Löcher ins Glas gucken an der Galerie „Zweitstelle“ von Christiane Schauder (Foto: Minas)

Kunst hinter Glas. So ganz neu ist die Idee nicht. Vor allem Geschäfte mit kleinteiliger Ware (Schmuck, Brillen) nutzen gern attraktive Bilder als Blickfang. Künstler nehmen das öffentlichkeitswirksame Angebot meistens gern an. Und leerstehende Läden machen sich als Galerie auf Zeit besser als mit auf die Scheiben gekleisterten Plakaten. Aber hier geht es um die berühmte Tugend, die aus der Not gemacht wird. Sprich: Die Schaufensterausstellung als Konzept!

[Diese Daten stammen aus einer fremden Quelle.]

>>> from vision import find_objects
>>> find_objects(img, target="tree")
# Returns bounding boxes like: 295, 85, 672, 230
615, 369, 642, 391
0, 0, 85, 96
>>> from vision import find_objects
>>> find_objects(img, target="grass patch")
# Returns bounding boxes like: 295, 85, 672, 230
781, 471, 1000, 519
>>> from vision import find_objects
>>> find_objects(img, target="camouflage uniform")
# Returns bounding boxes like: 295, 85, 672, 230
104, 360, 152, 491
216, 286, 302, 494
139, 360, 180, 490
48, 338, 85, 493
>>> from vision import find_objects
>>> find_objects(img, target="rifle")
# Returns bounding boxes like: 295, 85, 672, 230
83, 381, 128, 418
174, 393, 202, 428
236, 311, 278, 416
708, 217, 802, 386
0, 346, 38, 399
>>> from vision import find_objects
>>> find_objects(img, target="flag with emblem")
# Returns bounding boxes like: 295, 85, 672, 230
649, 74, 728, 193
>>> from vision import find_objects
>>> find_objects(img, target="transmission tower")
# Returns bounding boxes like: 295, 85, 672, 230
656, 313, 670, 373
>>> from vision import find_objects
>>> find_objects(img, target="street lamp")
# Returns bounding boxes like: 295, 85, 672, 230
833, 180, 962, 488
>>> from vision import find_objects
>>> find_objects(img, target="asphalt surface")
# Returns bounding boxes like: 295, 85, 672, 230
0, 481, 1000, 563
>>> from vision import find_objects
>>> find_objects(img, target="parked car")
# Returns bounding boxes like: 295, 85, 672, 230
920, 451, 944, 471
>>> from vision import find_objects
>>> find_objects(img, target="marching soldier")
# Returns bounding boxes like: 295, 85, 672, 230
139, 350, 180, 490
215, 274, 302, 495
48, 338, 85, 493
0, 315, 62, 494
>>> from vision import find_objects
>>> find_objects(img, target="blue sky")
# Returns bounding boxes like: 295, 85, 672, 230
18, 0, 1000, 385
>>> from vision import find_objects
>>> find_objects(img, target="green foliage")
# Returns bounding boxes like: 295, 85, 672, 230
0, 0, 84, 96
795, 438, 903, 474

Künstlerin Lisa Schorr und Kameramann Heiner Brink mit ihrer wohl kleinsten Schaufenster-Galerie in Mainz (Foto: Stephan Dinges)

Galerie Haus zum Stein
Bestes und zugleich extremes Beispiel: die Galerie Haus zum Stein. Vor vielen Jahren gab es sie wirklich in der Altstadt, im ältesten Haus von Mainz. 2019 zogen die Künstlerin Lisa Schorr und der Kameramann Heiner Brink in den romanischen Wohnturm in der Weintorstraße und entdeckten den verwaisten Schaukasten am Eingang. Eine Idee war geboren. Geputzt, geschliffen, neu gestrichen und mit Licht versehen entstand die vermutlich kleinste Galerie von Mainz, von Deutschland und vielleicht der Welt: Gerade mal 61×46 cm misst die Ausstellungsfläche, trägt aber nach wie vor den klingenden Namen – und: Mit der entsprechenden Erwartungshaltung wird bewusst gespielt. Die zwölfte Ausstellung (mit Helena Hafemann) wurde im September eröffnet. Inzwischen hat hier auch der SWR gedreht, und Stadtführungen machen Halt. Abgesehen von Passanten, die regelmäßig stehen bleiben und mit denen man mal bei der Feierabend-Zigarette vor der Tür ins Gespräch kommt. Wer dann mehr wissen will, kann die Website www.galeriehauszumstein. de erkunden, für die Lisa die Texte schreibt und Heiner Fotos und Videos beisteuert. Ein QR-Code am Schaukasten weist den Weg. Die Künstlerauswahl? Ganz persönlich und unter der Bedingung, sich auf das Experiment einzulassen. Geografisch sind Leipzig, Dresden und Köln ebenso vertreten wie Mainz und Wiesbaden. Manche lassen sich auch speziell etwas für den Kasten einfallen. Das ist den beiden „Galeristen“ am liebsten, denn das Projekt entspricht einfach ihrer Leidenschaft.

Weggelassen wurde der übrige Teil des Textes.